ドンジャラ放浪記

文字数 1,390文字

 「(ホー)」と呼ばれる捨て牌を置くエリアには、既に「ハヤオ少年」の牌は4つ切られており、親のエツヒコが「タカノ家あがり」で待ってはいないと踏んだ。ここで親に和了(アガ)られるのは厳しい。「タカノ家あがり」も親なら6万ソニックである。勝負に出るなら今だと思った。
 
 誰かの親が倉庫に眠っていた年代物の「ソニックマン・ドンジャラ」を児童館に寄贈すると、児童館の空気は殺気だったものになった。なぜならがガキ大将でいじめっ子のゴトウくんを、ガリ勉だったエツヒコが完膚なきまでに叩き付けて勝ってしまったからだ。幼稚園のころから長らくの「弱者」と「強者」が入れ替わった瞬間だった。
 勢いに乗ったエツヒコは、ゴトウくんの子分たちのみならず、4年生じゅうの男子から勝利を納め、ドンジャラ王座として君臨するようになった。再戦を申し込んだゴトウくんは半端な知識で「燕返し」というイカサマをしたため、エツヒコに見破られ、ガキ大将としての信頼は地に落ちた。
 最初のころは友人のエツヒコの快進撃を素直に喜んでいた俺だったが、そうも言ってられなくなった。去年のバレンタインデーにチョコをくれたユリカちゃんが、ゴトウくんを倒してからというもの、エツヒコが好きになったという噂を聞いたからだ。
 なぜエツヒコなのだ、エツヒコなら俺でも良いはずだ。ドンジャラがなければエツヒコは単なるひ弱なガリベンではないか。ならばドンジャラでエツヒコに勝つほか無い。そうした思いに駆られた俺は、必死になって真田広之の映画から片山まさゆきのマンガまで麻雀の勉強をした。
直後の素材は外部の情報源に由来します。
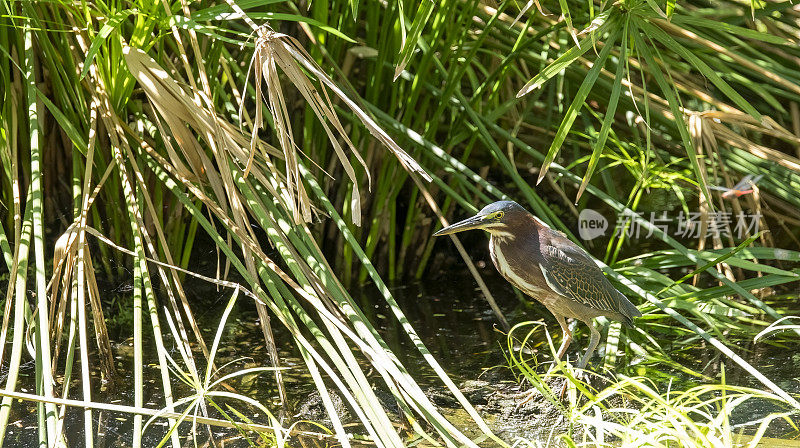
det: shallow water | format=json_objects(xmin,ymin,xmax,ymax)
[{"xmin": 1, "ymin": 270, "xmax": 800, "ymax": 447}]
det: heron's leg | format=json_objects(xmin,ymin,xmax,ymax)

 改めて河を見直し、「コンコルド博士」や「ソラミちゃん」の牌が切られているのを確認する。スジから言って、間違いなく安い手だろう。読み切ったと感じた俺は、「ソニックマン」の牌を切る。
「ロン。タカノ家あがり」
 放銃した瞬間しまったと思った。エツヒコの和了(アガリ)をみると「ハヤオ少年」の代わりに「ソニックマント」があった。「ソニックマン・ドンジャラ」では、「ソニックマント」はオールマイティであり、オールマイティ牌があるのは麻雀とドンジャラが大きく異なる点だった。麻雀の打ち筋を研究し過ぎて、忘れていた視点だった。
 震えながらソニックチップを渡す。エツヒコが八重歯を見せてヒヒヒと笑うと、
「色気をだすから」
 と小馬鹿にした口調で言ってきた。エツヒコがちらりと児童館の奥を見ると、視線の先にユリカちゃんが静かに読書をしていた。エツヒコは俺の目的を知っていたのだ。
 頭に血がぼりそうになったが、ここでそうしてしまえばヤツの術中にまんまと嵌る。気を静めようと、1本場の洗牌に集中した。自分の中で一度ユリカちゃんという存在を「無」の部分に追いやろうと努めながら、見たことのないアニメのキャラの牌を混ぜた。
 

 児童館の片隅でドンジャラに興じる男子たちを、ユリカは静かに見つめていた。卓を囲む4人全員に感じたのは、「なぜ男子はこうも馬鹿なのか」という、冷めた感想だった。
 ゲームだけでヒエラルキーだのイカサマだの騒ぎ立て、その勝敗で女子に見栄を張ろうとする、その態度にあきれにも近い感情を抱いた。そしてこの男女の隔たりは、長く自分という女性の前に横たわっているのだろうと、予感めいたものをなんとなくで胸に感じた。男子たちの白熱をよそに、手元の『アルジャーノンに花束を』の続きのページをめくっていった。